Balade d'estran, retour du beau temps à l'occasion des grandes marées

© Paul Duval

Après deux mois d'inactivité sur l'eau pour cause de mauvais temps, cet épisode printanier, au moment des grandes marées, ne pouvait être ignoré. Deux jours de plein soleil. Si je regarde en arrière, en général, j'arrive à trouver, en moyenne, trois ou quatre créneaux de sortie sur les mois d'hiver. Cette année, c'était totalement impossible, même avec la meilleure volonté du monde.

Retourner sur l'eau

Sur la pointe Bretagne, il a plu 47 jours non-stop, avec plusieurs tempêtes sévères. Avec Goretti, Kirstin, Ingrid, Opika, Leonardo, Nils et Pedro pour les plus fortes. Alors, quand ces deux jours de plein soleil, avec totale absence de vent, se mettaient en place au moment des grandes marées, le kayak est retourné sur l'eau. Bien sûr, je n'ai pas sorti les cannes, de toutes façons, l'espèce phare d'hiver, le lieu jaune, nous est interdit jusqu'au 1er mai, alors que les étales des poissonnerie en proposent à foison à la vente… Le bar est en reproduction, alors, nous pêcheurs de loisir, on le laisse tranquille. Mais, pas grave, retourner sur l'eau est primordial et une balade sur l'estran est la bienvenue.

Pas grand monde sur l'eau

Le 3 mars, donc, c'est 94 de coefficient, je grée mon kayak en version moteur et batterie lithium. C'est pétole sur l'eau, il fait même bon, la météo annonce 16°C. J'ai consulté le site du suivi sanitaire et contrôle des eaux. Les analyses sont bonnes et il n'y a pas de restrictions sanitaires sur les espèces convoitées. Je peux donc rechercher praires, palourdes, coquilles St Jacques, crabes.
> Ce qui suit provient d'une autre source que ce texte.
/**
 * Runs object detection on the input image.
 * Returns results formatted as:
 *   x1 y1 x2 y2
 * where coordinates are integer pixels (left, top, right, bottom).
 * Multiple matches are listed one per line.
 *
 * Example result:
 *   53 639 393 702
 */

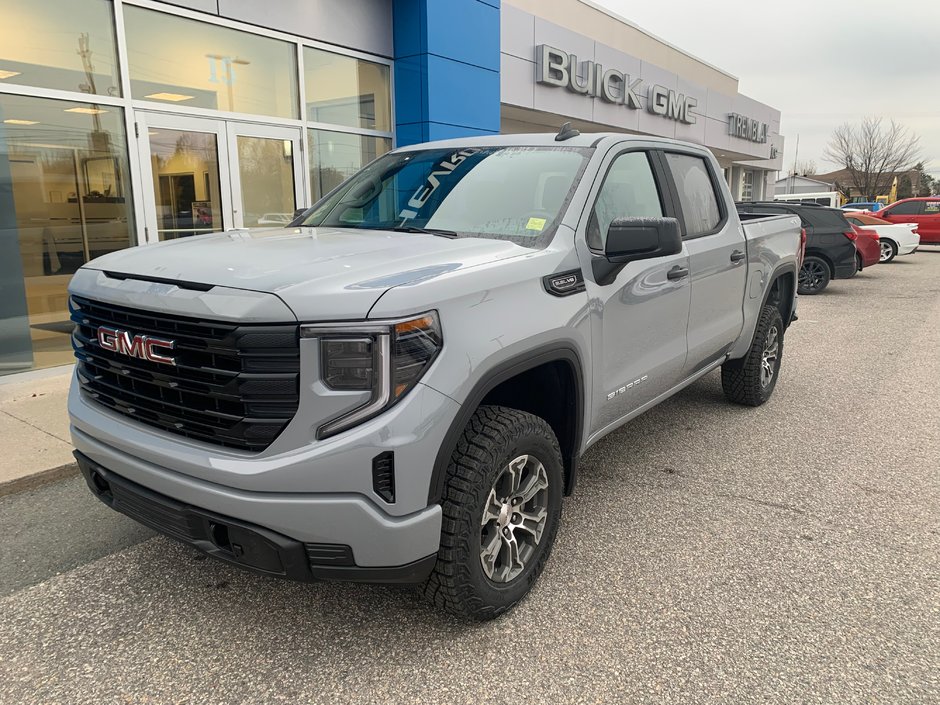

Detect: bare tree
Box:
793 159 818 176
823 117 920 201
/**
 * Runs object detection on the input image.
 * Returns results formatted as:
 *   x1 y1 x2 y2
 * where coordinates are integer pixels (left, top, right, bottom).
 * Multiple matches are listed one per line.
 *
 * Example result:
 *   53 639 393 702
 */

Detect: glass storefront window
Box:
0 0 121 96
124 5 299 118
304 47 392 131
0 94 136 374
236 135 297 228
307 130 392 202
148 127 224 240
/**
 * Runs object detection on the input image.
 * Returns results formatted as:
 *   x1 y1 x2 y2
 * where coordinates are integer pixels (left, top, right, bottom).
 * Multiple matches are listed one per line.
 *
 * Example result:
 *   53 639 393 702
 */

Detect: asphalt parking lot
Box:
0 249 940 704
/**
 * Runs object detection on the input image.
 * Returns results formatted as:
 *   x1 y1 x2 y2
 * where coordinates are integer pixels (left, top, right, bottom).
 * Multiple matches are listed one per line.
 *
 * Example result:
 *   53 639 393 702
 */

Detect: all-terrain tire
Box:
721 306 784 406
796 255 832 296
423 406 564 621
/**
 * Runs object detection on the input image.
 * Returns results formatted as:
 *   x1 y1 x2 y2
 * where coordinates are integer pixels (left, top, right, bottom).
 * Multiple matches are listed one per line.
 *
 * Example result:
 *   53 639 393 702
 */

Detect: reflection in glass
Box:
124 5 298 118
0 94 136 374
0 0 121 96
148 127 225 240
307 130 392 201
304 47 392 130
238 135 295 228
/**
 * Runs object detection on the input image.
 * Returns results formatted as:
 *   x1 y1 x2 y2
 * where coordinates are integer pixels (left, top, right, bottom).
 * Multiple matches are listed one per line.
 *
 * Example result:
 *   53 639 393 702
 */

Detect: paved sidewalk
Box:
0 366 78 496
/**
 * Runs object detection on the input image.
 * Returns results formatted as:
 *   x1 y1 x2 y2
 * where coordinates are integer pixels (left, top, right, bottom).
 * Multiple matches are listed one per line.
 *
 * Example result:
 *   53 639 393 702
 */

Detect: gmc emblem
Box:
98 326 176 365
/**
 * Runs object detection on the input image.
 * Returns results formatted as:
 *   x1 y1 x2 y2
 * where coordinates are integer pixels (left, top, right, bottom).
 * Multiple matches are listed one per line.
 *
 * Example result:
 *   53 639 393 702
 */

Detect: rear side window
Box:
587 152 663 251
806 208 849 230
887 201 924 215
666 152 721 237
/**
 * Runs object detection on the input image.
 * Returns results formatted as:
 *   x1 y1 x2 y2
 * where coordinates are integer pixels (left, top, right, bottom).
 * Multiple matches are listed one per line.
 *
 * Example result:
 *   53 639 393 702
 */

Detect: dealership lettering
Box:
536 44 698 125
728 113 773 143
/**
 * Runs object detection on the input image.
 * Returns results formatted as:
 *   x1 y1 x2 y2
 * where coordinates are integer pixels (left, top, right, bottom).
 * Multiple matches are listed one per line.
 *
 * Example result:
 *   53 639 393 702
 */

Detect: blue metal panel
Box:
426 0 499 72
393 0 500 145
427 54 499 128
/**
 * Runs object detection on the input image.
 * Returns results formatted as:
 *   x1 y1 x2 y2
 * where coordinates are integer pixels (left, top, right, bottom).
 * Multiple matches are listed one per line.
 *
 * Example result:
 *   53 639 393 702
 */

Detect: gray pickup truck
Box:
69 129 801 619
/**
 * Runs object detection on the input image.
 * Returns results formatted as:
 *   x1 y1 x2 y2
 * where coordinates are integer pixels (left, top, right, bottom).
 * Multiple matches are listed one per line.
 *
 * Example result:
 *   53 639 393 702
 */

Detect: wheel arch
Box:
758 263 797 328
428 345 585 505
804 249 836 279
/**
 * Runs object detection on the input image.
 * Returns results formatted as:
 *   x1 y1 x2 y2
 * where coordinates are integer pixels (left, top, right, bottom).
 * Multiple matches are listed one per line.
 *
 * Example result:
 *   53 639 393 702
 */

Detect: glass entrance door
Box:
138 113 304 242
227 122 305 228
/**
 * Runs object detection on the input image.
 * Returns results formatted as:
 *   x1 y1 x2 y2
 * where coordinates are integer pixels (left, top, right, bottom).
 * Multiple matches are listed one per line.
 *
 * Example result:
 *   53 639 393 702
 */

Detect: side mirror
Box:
604 218 682 264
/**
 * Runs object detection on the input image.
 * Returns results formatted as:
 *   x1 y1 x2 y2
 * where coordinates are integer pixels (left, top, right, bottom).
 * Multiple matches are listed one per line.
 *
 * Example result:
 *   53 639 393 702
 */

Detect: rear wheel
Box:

Après une bonne heure de navigation à profiter du beau temps, je me pose sur mes coins d'estran. Pas grand monde sur l'eau, c'est parfait. Je commence, comme d'habitude, par les palourdes, je cueille ma trentaine de grosses palourdes, l'estran commence à bien se découvrir et j'enchaîne avec les grosses praires. J'en ramasse une cinquantaine en une demi-heure.

Je décide de terminer la dernière heure de vagabondage en parcourant les différentes mares entre les cailloux en traînant mon kayak derrière moi. Je tombe sur un coin à gros dormeurs. Je prélèverai un gros mâle et laisserai dans l'eau 3 grosses femelles. La maille est à 15 cm, ma règle qui s'arrête à 20 cm est trop petite pour la mesure… Je déniche aussi quelques coquilles St jacques, mais je n'ai plus le temps de faire le plein, la marée remonte, je reviendrai demain pour les rechercher spécifiquement, place au casse-croûte avant le retour.

En mode turbo

Le 4 mars, le temps est identique, la pétole est peut être encore plus prononcée. Le coefficient est de 99 et ça devrait bien descendre. Même version côté kayak, je profite de cette pétole pour passer en mode turbo sur mon moteur et je file à environ 13 km/h. Le kayak est très bas sur l'eau et l'impression de vitesse est encore plus forte, un peu comme en karting, le bruit en moins. Aujourd'hui, c'est spécifique coquilles.

Arrivé sur place, j'enfile mes waders pour une belle balade à travers les mares à la recherche de ces belles de la rade. Très vite, je les débusque, c'est un peu comme les champignons, une fois que l'on a la forme de la coquille cachée dans le sable, le cerveau enregistre avant qu'on ne soit conscient de sa présence. En 1 h 30 de marche dans les flaques, j'en prélèverai une bonne vingtaine, j'en trouverai autant en dessous des 11 cm réglementaires et elles resteront en place pour une prochaine marée, c'est dans 15 jours.

Après cette belle balade à travers l'estran, je profite d'un bon casse-croûte au soleil avant le retour. Il fait 18°C et on aimerait prolonger ce moment tant attendu…

J'y retournerai le lendemain avec un coefficient de 97, mais le temps aura de nouveau tourné, le vent s'est levé et la pluie est annoncée pour la fin de journée, fin de l'épisode printanier. Comme l'eau est troublée, je rechercherai les coquilles à l'oreille, celles qui sont échouées à sec claquent leurs coquilles. Le bruit est assez caractéristique, c'est vraiment un clac, clac, clac. En claquant ainsi elles font également un petit jet d'eau et on les repère ainsi. J'en trouverai de nouveau une dizaine.

Cet épisode printanier m'a permis de m'assurer que l'entretien d'hiver du kayak a été efficace. Cette session ouvre la saison 2026. Cette saison ne sera pas facile avec la suite de réglementations qui se sont mises en place, nous aurons l'occasion d'en reparler.